Hone Tuwhare (1922-2008), poète néo-zélandais

 

Réflexions sur un proverbe soufi

 

Il y a bien longtemps de cela j'étais un atome. Une unité en deux, superbement assemblée.

Plein de potentiel, j'étais proche de mon essence. Je suis mort en tant qu'atome

et j'ai progressé vers une autre forme. Je suis devenu une pierre à peine fondue.

J'étais en refroidissement.

 

Je suis mort en tant que pierre et je suis devenu une plante aquatique.

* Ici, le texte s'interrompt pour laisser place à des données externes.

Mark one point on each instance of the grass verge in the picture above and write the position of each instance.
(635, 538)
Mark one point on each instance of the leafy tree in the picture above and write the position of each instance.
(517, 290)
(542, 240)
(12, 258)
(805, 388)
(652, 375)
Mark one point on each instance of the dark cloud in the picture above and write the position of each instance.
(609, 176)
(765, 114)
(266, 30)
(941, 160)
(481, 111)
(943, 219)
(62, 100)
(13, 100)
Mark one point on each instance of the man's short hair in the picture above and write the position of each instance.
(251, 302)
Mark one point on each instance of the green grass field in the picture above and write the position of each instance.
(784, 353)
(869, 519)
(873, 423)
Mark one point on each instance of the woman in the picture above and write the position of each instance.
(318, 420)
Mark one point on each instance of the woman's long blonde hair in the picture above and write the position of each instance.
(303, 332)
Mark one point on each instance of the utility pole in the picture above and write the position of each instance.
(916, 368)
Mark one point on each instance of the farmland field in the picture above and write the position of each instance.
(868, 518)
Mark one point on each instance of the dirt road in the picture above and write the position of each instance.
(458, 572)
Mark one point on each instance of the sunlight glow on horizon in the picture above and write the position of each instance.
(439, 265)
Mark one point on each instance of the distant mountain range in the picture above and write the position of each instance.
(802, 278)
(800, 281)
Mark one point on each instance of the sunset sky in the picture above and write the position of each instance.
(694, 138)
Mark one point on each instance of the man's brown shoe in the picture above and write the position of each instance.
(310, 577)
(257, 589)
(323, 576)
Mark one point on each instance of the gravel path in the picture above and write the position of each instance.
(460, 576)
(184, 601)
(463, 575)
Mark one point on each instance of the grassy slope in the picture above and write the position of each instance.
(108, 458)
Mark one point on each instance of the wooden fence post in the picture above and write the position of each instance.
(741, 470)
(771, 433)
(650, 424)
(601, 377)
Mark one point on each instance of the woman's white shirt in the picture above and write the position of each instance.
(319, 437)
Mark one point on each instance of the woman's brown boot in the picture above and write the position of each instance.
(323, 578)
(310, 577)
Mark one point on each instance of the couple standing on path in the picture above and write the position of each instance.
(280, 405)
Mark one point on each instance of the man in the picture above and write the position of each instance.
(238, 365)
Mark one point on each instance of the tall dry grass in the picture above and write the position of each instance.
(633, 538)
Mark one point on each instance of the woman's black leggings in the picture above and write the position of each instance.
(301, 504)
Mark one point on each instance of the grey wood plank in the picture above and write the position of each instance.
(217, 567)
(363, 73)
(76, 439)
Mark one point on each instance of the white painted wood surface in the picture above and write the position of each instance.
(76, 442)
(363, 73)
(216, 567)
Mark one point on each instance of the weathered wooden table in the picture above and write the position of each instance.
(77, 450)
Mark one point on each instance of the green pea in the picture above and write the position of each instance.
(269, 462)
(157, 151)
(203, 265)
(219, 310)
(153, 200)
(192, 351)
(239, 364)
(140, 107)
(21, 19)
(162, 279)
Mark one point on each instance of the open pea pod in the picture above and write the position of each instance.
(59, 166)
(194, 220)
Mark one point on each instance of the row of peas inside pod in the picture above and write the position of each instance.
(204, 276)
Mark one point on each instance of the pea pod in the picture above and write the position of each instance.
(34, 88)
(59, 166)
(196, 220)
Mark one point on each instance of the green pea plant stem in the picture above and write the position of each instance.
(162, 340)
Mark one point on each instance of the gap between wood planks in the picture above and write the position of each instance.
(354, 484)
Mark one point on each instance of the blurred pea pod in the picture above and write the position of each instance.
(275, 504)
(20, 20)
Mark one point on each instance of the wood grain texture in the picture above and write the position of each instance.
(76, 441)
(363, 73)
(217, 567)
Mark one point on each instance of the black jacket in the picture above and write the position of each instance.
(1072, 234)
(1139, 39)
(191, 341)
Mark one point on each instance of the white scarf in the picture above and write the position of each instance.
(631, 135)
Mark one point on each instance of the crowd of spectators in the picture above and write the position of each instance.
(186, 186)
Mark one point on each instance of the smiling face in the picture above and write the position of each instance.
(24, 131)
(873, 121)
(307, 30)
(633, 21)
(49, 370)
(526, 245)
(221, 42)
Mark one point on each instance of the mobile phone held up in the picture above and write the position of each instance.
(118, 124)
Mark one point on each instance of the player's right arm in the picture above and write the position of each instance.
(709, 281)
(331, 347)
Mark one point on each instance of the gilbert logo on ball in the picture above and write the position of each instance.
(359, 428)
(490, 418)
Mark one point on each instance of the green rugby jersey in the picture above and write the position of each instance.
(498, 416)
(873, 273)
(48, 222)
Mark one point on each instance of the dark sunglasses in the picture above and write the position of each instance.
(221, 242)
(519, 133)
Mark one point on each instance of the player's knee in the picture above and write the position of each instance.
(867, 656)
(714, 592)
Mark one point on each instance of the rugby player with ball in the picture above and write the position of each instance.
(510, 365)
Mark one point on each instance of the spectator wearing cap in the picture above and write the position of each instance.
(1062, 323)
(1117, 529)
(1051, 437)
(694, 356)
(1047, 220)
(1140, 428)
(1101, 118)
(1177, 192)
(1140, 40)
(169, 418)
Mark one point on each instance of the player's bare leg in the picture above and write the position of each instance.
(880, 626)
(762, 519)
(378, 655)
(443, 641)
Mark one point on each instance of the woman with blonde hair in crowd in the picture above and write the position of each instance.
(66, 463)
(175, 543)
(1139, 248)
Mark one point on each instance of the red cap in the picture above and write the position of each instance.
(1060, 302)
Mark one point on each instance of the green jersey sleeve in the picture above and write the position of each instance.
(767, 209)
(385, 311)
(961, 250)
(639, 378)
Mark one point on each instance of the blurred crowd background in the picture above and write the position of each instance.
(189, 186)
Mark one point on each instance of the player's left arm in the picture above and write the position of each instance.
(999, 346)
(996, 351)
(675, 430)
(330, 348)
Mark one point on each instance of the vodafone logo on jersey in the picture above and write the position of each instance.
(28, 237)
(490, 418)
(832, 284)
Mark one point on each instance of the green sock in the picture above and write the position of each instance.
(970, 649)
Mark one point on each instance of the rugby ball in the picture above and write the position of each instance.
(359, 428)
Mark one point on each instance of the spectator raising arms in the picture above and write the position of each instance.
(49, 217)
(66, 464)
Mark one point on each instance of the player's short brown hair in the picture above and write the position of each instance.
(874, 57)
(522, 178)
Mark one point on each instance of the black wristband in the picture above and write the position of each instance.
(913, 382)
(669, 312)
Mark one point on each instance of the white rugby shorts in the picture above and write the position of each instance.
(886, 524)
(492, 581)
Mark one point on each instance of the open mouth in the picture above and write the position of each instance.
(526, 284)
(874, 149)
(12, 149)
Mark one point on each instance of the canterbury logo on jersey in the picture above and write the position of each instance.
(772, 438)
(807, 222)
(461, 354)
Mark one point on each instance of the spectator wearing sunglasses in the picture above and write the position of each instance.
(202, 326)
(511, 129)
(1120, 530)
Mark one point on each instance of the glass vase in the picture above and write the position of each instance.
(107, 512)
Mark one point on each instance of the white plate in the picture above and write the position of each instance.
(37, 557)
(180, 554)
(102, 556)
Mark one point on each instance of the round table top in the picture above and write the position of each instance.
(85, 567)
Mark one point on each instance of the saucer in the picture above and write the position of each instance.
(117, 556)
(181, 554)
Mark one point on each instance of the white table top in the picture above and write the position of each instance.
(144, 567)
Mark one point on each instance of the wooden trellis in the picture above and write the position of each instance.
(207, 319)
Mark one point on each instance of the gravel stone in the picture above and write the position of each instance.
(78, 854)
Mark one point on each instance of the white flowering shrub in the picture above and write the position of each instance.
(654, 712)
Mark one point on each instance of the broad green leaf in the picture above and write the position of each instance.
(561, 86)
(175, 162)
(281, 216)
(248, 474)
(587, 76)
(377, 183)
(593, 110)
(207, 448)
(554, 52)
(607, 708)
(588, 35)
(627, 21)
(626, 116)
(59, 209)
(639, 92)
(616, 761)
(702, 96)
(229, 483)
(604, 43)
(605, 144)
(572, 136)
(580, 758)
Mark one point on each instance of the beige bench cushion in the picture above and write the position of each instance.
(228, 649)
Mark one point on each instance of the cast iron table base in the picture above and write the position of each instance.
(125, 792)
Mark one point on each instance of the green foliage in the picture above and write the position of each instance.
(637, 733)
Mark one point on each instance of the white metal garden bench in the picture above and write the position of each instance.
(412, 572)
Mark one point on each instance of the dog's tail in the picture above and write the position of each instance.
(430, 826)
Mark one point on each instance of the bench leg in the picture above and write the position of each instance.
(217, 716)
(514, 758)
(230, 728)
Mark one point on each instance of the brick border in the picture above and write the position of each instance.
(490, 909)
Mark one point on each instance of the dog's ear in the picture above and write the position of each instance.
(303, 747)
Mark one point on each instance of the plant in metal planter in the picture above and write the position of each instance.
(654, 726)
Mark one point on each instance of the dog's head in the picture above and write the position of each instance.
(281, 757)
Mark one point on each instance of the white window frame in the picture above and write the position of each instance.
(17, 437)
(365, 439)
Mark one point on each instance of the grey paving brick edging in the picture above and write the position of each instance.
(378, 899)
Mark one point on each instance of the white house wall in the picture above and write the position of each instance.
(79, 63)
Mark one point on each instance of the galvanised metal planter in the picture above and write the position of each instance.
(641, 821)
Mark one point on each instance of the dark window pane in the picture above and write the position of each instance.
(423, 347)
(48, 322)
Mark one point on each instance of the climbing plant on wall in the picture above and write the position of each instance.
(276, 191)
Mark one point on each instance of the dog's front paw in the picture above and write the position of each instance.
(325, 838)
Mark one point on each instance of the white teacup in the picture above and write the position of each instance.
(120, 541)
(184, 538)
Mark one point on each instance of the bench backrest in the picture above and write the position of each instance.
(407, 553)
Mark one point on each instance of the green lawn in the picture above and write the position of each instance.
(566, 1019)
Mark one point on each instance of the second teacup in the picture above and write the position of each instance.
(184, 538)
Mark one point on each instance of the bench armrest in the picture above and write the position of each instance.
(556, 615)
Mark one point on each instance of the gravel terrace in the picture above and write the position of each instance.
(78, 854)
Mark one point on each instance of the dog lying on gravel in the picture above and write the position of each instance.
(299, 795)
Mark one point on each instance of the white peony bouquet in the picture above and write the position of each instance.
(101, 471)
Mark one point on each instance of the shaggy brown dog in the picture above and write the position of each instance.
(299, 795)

En tant que plante, j'ai appris à piéger et manger de la viande. Je suis mort en tant

que plante et suis devenu poisson. En tant que poisson, des ailes m'ont poussé

en volant bas dessus les eaux soulevées. Puis j'ai voulu voler en cercles, haut dessus

les verdoyantes tourelles d'écologisation des terres.

 

Quand je suis mort en tant que plante, une autre branche mienne que j'aimais

se vit pousser des jambes et rampa hors de la mer - sur ses cinq membres. Ou était-ce

six ou sept ? Peu importe, j'avais des bras, des jambes, et deux mains avec lesquelles

j'appris à ramasser des cailloux et tailler un bâton.

 

L'autre branche volante issue de moi essaya de m'arracher les yeux. Ils se moquèrent de moi

parce que je n'avais pas embrassé une carrière de créature volante. J'ai fait fi des railleries,

plongeant hors de vue pour éviter le danger. J'ai appris à jeter des pierres. Et bientôt, avec une précision

accrue j'ai pu mettre à mal mes bourreaux.  J'ai mangé leurs plumes et  le reste,

n'apprenant seulement que plus tard à les garder pour me parer.

 

J'ai progressé d'une plante et suis devenu animal. Je suis mort en tant qu'animal et

suis devenu homme. A Présent... Je n'ai jamais plus crû en mourrant, comprenez- vous ?

 

Je veux redevenir pierre, mais pas de ce genre aussi froid que la nuit éternelle - la face cachée de la lune.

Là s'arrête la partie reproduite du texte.